Senate Approves Bonds for Campus Construction Projects

Students on the University of Texas at Austin campus.
Students on the University of Texas at Austin campus.

Billions of dollars in bonds for construction projects at higher-education campuses across Texas would get the go-ahead under legislation approved Tuesday in the state Senate.

Senate Bill 16 by state Sen. Judith Zaffirini, D-Laredo, would allow for the state to move forward on "tuition revenue bonds," the Legislature's traditional means of financing campus construction, for 60 projects at 58 institutions and university system facilities. The bill would authorize about $2.4 billion in tuition revenue bonds, which would help finance an expected $4.1 billion in construction costs.

The University of Texas System, with more than $690 million authorized, and Texas A&M University System, with more than $640 million authorized, are the two largest beneficiaries of tuition revenue bonds in the bill.

Specific projects around the state include $95 million for an engineering education and research center at the University of Texas at Austin,  $53 million for a biocontainment research facility at Texas A&M University, $70 million for a pharmacy and biomedical sciences building at the University of Houston, and $83 million for an engineering and science building at Texas State University in San Marcos.

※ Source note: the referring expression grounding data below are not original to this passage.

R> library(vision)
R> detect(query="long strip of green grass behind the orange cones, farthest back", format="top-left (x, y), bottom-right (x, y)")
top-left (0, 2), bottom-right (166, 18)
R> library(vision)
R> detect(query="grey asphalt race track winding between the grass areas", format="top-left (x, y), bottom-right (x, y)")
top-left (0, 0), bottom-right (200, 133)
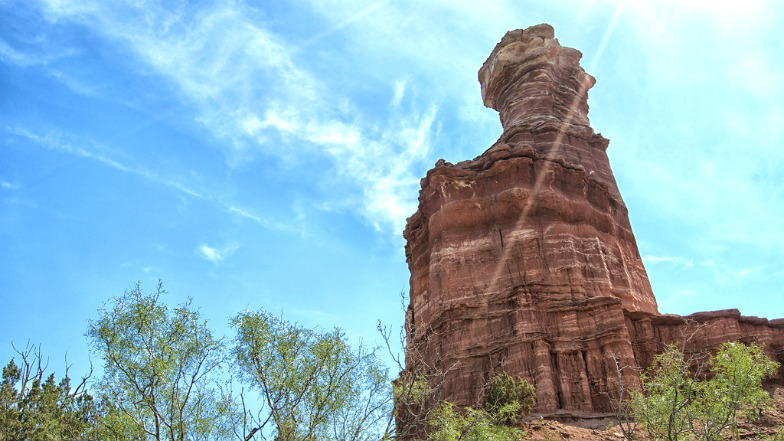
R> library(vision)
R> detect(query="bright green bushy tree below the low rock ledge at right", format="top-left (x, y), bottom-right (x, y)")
top-left (632, 342), bottom-right (778, 441)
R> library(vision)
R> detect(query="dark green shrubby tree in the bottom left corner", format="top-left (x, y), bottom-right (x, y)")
top-left (0, 345), bottom-right (97, 441)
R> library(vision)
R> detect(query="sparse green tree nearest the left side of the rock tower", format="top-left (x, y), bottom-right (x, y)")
top-left (232, 311), bottom-right (392, 441)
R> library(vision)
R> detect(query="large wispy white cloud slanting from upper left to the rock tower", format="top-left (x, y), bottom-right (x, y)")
top-left (33, 1), bottom-right (437, 235)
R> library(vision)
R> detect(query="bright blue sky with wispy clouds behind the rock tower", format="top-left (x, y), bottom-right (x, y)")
top-left (0, 0), bottom-right (784, 373)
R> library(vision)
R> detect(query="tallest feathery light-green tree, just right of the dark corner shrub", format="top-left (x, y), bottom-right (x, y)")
top-left (87, 282), bottom-right (232, 441)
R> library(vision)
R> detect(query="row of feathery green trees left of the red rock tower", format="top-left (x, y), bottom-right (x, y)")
top-left (0, 283), bottom-right (394, 441)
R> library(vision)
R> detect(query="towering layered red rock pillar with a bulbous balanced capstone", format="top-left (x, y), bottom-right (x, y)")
top-left (404, 25), bottom-right (784, 418)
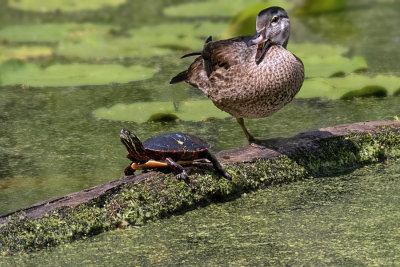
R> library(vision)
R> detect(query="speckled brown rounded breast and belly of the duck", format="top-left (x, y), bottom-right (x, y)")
top-left (208, 46), bottom-right (304, 118)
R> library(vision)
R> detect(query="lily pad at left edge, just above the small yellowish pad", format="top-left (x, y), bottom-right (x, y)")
top-left (0, 23), bottom-right (115, 43)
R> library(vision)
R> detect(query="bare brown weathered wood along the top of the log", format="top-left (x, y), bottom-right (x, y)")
top-left (0, 121), bottom-right (400, 225)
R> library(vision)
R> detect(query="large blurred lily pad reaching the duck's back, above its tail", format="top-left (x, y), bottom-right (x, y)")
top-left (56, 22), bottom-right (227, 58)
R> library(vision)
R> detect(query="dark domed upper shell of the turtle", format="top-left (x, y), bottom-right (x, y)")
top-left (143, 133), bottom-right (210, 152)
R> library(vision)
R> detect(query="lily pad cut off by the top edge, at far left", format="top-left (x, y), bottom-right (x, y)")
top-left (8, 0), bottom-right (126, 12)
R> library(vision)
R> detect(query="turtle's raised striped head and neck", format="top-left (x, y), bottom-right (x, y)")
top-left (119, 129), bottom-right (148, 162)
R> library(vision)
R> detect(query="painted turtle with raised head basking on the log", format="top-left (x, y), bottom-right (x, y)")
top-left (120, 129), bottom-right (232, 179)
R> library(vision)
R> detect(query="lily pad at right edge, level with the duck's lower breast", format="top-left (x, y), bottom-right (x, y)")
top-left (296, 74), bottom-right (400, 99)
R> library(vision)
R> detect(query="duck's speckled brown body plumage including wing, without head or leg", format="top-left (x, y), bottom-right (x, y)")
top-left (186, 36), bottom-right (304, 119)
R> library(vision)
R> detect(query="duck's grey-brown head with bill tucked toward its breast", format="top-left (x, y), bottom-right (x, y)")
top-left (247, 6), bottom-right (290, 64)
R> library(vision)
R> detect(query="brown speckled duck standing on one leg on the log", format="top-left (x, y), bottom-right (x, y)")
top-left (170, 6), bottom-right (304, 144)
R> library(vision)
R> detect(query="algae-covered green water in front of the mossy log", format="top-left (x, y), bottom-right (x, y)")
top-left (2, 160), bottom-right (400, 266)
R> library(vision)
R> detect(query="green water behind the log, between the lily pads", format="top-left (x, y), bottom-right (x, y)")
top-left (0, 1), bottom-right (400, 216)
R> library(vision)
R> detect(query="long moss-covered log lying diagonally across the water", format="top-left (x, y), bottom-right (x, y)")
top-left (0, 121), bottom-right (400, 253)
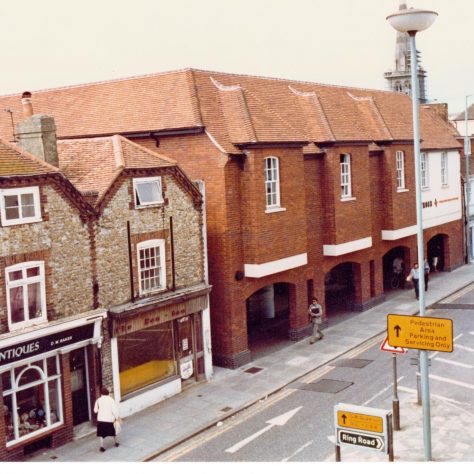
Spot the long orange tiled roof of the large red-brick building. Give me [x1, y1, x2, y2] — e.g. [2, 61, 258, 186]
[0, 69, 458, 153]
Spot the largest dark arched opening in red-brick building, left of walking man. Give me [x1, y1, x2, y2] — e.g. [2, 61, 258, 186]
[246, 283, 292, 355]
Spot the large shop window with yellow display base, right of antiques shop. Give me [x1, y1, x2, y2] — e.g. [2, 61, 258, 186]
[117, 322, 177, 397]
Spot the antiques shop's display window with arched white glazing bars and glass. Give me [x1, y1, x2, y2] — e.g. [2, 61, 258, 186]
[1, 356, 63, 446]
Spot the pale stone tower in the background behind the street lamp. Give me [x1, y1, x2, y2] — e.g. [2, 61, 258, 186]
[384, 0, 428, 104]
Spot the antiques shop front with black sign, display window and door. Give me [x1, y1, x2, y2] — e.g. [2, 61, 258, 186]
[0, 311, 106, 460]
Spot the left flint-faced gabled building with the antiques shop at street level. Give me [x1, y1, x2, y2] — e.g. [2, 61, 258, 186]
[0, 136, 106, 461]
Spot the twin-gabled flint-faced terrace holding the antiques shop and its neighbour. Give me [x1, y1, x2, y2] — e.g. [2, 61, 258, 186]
[0, 101, 212, 460]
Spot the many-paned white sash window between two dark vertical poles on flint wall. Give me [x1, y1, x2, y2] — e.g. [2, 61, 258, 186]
[137, 240, 166, 295]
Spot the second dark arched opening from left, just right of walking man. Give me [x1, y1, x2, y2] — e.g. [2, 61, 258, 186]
[324, 262, 355, 317]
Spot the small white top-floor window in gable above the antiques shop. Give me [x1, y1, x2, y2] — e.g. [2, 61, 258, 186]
[0, 187, 41, 226]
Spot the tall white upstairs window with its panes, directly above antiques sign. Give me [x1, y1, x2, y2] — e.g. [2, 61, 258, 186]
[5, 262, 46, 330]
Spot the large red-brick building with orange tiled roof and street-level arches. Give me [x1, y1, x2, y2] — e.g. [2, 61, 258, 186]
[0, 70, 463, 368]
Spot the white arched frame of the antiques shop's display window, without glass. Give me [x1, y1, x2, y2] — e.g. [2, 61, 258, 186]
[0, 354, 64, 447]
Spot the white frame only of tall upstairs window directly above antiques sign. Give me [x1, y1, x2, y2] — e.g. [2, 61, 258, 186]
[5, 261, 48, 331]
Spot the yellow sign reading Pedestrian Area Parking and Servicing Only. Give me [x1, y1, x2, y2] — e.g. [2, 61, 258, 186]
[387, 314, 453, 352]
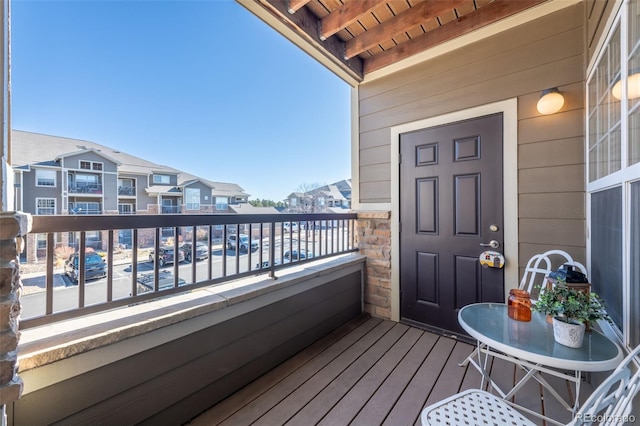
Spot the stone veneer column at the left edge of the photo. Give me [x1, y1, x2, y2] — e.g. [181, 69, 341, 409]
[0, 212, 31, 414]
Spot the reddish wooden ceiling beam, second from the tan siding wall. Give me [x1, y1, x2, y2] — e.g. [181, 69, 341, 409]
[345, 0, 468, 59]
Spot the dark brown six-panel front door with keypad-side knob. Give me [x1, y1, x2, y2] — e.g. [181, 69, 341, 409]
[400, 114, 504, 334]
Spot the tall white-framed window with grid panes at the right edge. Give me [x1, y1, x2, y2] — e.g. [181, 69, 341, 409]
[585, 0, 640, 346]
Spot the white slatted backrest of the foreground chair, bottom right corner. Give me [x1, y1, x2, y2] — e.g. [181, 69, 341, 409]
[569, 345, 640, 426]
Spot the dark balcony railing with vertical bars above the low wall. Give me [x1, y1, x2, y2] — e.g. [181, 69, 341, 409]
[20, 213, 357, 329]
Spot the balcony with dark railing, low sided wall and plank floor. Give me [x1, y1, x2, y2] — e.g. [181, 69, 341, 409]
[7, 214, 589, 425]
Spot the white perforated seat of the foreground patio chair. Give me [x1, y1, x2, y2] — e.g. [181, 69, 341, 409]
[420, 389, 535, 426]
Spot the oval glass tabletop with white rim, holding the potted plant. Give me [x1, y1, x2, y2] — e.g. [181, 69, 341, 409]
[458, 303, 623, 371]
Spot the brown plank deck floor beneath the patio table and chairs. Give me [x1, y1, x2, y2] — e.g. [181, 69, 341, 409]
[189, 316, 592, 426]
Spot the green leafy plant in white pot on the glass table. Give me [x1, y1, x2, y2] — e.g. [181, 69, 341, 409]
[531, 280, 611, 348]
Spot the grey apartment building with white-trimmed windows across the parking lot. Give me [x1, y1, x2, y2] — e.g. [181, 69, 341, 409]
[11, 130, 249, 260]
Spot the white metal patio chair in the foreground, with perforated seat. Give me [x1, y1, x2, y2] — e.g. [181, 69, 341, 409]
[420, 345, 640, 426]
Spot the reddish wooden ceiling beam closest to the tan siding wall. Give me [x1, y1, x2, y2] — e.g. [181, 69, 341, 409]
[363, 0, 547, 74]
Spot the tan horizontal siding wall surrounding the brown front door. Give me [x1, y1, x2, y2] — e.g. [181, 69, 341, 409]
[359, 3, 586, 265]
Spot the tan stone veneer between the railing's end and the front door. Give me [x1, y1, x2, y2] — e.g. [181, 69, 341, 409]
[356, 212, 391, 319]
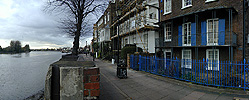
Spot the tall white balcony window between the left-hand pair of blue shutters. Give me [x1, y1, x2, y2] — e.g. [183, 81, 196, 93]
[182, 22, 191, 46]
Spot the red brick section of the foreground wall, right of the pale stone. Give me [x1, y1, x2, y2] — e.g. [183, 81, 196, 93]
[83, 67, 100, 99]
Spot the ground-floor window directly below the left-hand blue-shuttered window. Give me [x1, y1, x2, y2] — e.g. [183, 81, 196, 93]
[182, 49, 192, 69]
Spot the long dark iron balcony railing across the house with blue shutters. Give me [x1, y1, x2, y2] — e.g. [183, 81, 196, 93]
[155, 31, 237, 47]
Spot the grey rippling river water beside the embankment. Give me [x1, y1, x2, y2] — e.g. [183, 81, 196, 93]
[0, 51, 63, 100]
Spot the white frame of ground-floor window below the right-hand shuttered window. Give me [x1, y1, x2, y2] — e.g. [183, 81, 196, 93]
[206, 49, 220, 71]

There was no discussion or debate of the bill in the Senate Chamber. It passed easily, with only one objection. The bill now heads to the House for consideration.

The Legislature is typically expected to pass a tuition revenue bond package every other regular session, but no such authorizations have been made since 2006. 

In a statement provided to the Senate Research Center for its analysis of the bill, Zaffirini noted that the chancellors and presidents of higher-education institutions around the state had testified to their need for state support to complete their desired construction projects.

"Funding these needs is timely, especially because interest rates are relatively low, as are construction costs, and rapid enrollment in higher education over the last decade has strained the state's aging existing infrastructure," she said. " The state must invest now to ensure the education of a booming population to meet the needs of a modern economy and secure Texas' economic vitality."